Thankfully in this case, FZPL is nearly all of [Available Memory] and is similarly well-divided between the vNUMA nodes.
So [Available Memory] and [Free & Zero Page List Memory] are plentiful and balanced between the two vNUMA nodes. Can we see how much of SQL Server [Total Server Memory] is on each of the SQLOS nodes? Yup. Meet my friend [Total Node Memory]. Equally balanced across the two SQLOS nodes.
In fact, the categories of [Database], [Stolen], and [Free] SQLOS memory can be tracked at SQLOS node level, too. Pretty nice balance on nodes 000 and 001.
Extracted from the SQL Server errorlog, here are the 16 OOMs from that night.
So here's the summary of the story: 16 OOMs occurred in one night. The instance hadn't reached [Target Server Memory], and there doesn't seem to be a good reason for [Total Server Memory] to *not* have grown rather than incur an OOM. There was over 50GB of FZPL per vNUMA node, for goodness sake! Memory use seems to have been quite evenly divided between the vNUMA nodes.
For the last two OOMs, at 4:15 am and 4:23 am, there was even a large amount of [Free] SQLOS memory within [Total Server Memory]. And there was plenty of [Free] SQLOS memory on either of the two SQLOS nodes!! The possibility of SQLOS [Total] memory growth at the time of any of the 16 OOMs, and the additional presence of significant SQLOS [Free] memory on either SQLOS node during the last 2 OOMs fully convinces me that this is a bug. (Well, that and not having seen this type of behavior in any of the SQL Server 2016 or 2019 versions I've worked with.)

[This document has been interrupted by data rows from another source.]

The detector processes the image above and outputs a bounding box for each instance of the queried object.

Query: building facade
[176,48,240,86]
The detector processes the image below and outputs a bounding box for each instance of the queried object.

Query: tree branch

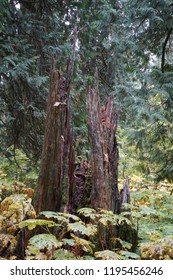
[161,28,173,73]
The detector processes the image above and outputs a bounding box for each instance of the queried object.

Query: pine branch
[161,28,173,73]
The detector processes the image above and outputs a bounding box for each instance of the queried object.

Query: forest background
[0,0,173,259]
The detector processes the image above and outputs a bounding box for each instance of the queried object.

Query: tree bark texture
[37,64,70,212]
[87,83,120,213]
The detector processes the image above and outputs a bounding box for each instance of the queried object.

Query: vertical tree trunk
[36,26,77,212]
[37,63,68,212]
[87,76,120,213]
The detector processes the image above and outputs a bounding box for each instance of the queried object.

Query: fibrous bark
[87,77,120,213]
[37,63,68,212]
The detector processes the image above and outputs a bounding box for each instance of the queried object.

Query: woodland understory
[0,0,173,260]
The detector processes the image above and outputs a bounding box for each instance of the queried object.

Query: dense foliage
[0,0,173,259]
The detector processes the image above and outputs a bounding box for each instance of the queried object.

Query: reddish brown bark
[37,68,68,212]
[87,78,120,213]
[36,27,77,212]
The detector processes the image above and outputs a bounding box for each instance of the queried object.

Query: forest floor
[0,170,173,260]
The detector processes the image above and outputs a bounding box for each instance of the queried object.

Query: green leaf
[52,249,78,260]
[19,219,60,230]
[28,234,63,250]
[71,233,94,254]
[119,250,140,260]
[94,250,121,260]
[67,221,97,236]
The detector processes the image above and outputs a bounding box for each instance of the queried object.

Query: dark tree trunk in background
[87,77,120,213]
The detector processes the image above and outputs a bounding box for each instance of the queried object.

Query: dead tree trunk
[36,27,77,212]
[37,63,68,212]
[87,77,120,213]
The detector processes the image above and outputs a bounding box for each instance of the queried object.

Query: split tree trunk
[87,77,120,213]
[36,26,77,212]
[37,60,73,212]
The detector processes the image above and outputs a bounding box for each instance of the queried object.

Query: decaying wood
[37,67,67,212]
[36,27,77,212]
[121,176,130,205]
[87,76,120,213]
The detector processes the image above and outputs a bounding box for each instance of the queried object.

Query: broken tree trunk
[36,27,77,212]
[87,77,120,213]
[37,63,68,212]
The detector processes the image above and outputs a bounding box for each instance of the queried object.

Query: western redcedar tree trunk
[87,76,120,213]
[37,63,68,212]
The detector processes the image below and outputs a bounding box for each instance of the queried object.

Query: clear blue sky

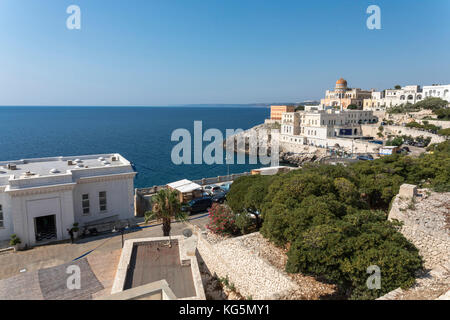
[0,0,450,105]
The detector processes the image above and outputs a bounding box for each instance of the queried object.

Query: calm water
[0,106,269,187]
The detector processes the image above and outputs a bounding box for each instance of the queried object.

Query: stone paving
[0,214,208,300]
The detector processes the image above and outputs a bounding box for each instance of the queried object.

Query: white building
[280,109,378,147]
[423,84,450,102]
[381,85,425,108]
[0,154,136,246]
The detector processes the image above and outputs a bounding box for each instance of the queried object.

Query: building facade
[423,84,450,102]
[363,91,386,111]
[320,78,372,109]
[270,106,295,121]
[280,109,378,148]
[0,154,136,246]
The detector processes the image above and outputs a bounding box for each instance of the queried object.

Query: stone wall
[389,186,450,270]
[361,124,445,143]
[196,229,298,300]
[379,185,450,300]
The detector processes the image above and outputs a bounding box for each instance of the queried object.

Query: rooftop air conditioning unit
[6,163,17,170]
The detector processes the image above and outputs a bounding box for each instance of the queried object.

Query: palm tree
[145,189,187,237]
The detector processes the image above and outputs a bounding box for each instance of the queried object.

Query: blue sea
[0,105,270,188]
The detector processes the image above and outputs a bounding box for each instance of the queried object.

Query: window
[98,191,106,211]
[81,194,89,214]
[0,204,5,228]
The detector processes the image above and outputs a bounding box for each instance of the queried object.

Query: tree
[438,128,450,137]
[145,189,187,237]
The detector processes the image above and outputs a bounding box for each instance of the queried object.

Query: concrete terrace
[124,240,195,298]
[0,215,208,300]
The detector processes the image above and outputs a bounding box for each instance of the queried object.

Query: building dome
[336,78,347,86]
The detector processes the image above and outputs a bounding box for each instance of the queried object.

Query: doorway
[34,215,57,242]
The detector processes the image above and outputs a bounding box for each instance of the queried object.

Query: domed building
[320,78,372,109]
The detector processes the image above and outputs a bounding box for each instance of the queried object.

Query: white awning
[167,179,202,193]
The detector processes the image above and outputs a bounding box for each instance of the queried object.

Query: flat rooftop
[0,153,130,184]
[124,240,196,298]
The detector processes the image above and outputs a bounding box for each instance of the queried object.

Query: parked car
[203,184,221,195]
[220,182,233,193]
[356,154,373,161]
[181,196,213,214]
[211,191,227,203]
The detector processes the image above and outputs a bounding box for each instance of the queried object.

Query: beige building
[320,78,372,109]
[280,109,378,148]
[270,106,295,121]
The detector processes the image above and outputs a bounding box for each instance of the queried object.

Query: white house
[281,109,378,147]
[423,84,450,102]
[0,154,136,246]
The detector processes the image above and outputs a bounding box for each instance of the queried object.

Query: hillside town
[0,78,450,300]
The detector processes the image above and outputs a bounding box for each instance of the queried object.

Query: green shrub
[206,203,237,235]
[229,141,450,299]
[236,213,255,234]
[9,234,22,246]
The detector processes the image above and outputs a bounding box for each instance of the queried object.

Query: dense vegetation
[387,97,448,117]
[227,141,450,299]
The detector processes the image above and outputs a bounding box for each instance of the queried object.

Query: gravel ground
[202,232,336,300]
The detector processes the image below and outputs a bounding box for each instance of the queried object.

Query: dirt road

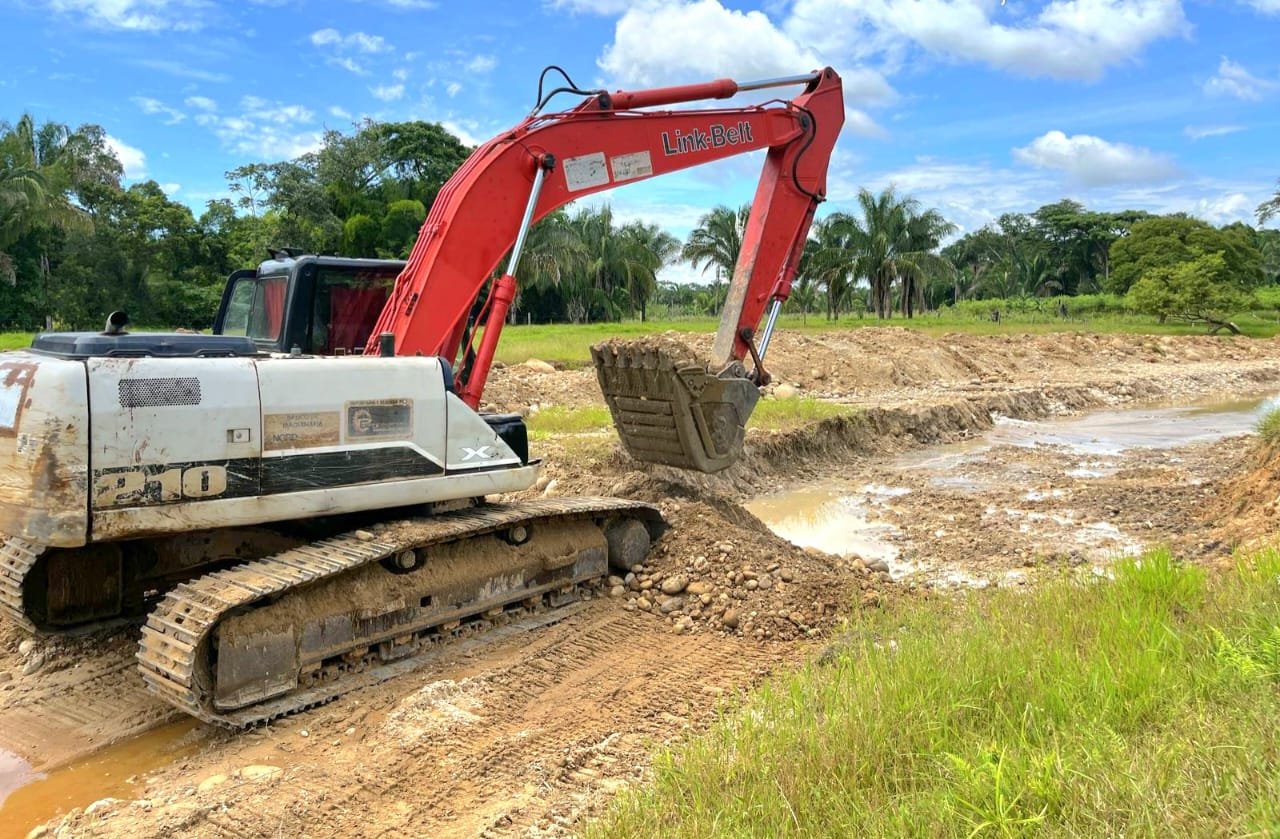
[0,329,1280,836]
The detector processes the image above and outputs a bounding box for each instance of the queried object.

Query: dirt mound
[1203,443,1280,547]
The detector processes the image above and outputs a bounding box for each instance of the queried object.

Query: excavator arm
[366,68,844,471]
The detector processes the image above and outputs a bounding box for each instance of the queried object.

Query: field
[0,322,1280,839]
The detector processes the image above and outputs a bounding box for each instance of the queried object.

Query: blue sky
[0,0,1280,281]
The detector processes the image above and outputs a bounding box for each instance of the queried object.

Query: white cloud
[1014,131,1176,186]
[548,0,635,14]
[132,59,230,82]
[1245,0,1280,14]
[1204,56,1280,102]
[598,0,896,104]
[440,119,485,146]
[369,85,404,102]
[1192,192,1258,224]
[311,28,392,54]
[47,0,204,32]
[1183,126,1244,140]
[855,158,1274,233]
[325,55,369,76]
[106,134,147,179]
[195,96,323,160]
[786,0,1188,79]
[129,96,187,126]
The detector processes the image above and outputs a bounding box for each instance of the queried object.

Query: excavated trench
[0,330,1280,839]
[745,392,1280,587]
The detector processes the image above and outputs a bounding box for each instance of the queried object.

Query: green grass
[0,332,35,350]
[1257,407,1280,446]
[586,551,1280,838]
[497,302,1280,368]
[746,396,855,430]
[525,405,613,439]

When the dust clears from this, I think a bug similar to this one from SQL Server 2017 cu10 will be found. I am upset at myself that in 5 months of staring down *this* behavior, I haven't been able to marshal the resources to get *this* bug properly identified so it can be corrected.
FIX: Out of memory error occurs even when there are many free pages in SQL Server
The fix referenced above, kb4347088, is found in SQL Server 2017 cu10 and SQL Server 2016 sp2 cu3. The problem described in this blog post shares some similarities, and has been observed on SQL Server 2017 cu17, cu18, and cu19. As of 2020 April 16 this bug has not been identified and there is no fix imagined or planned.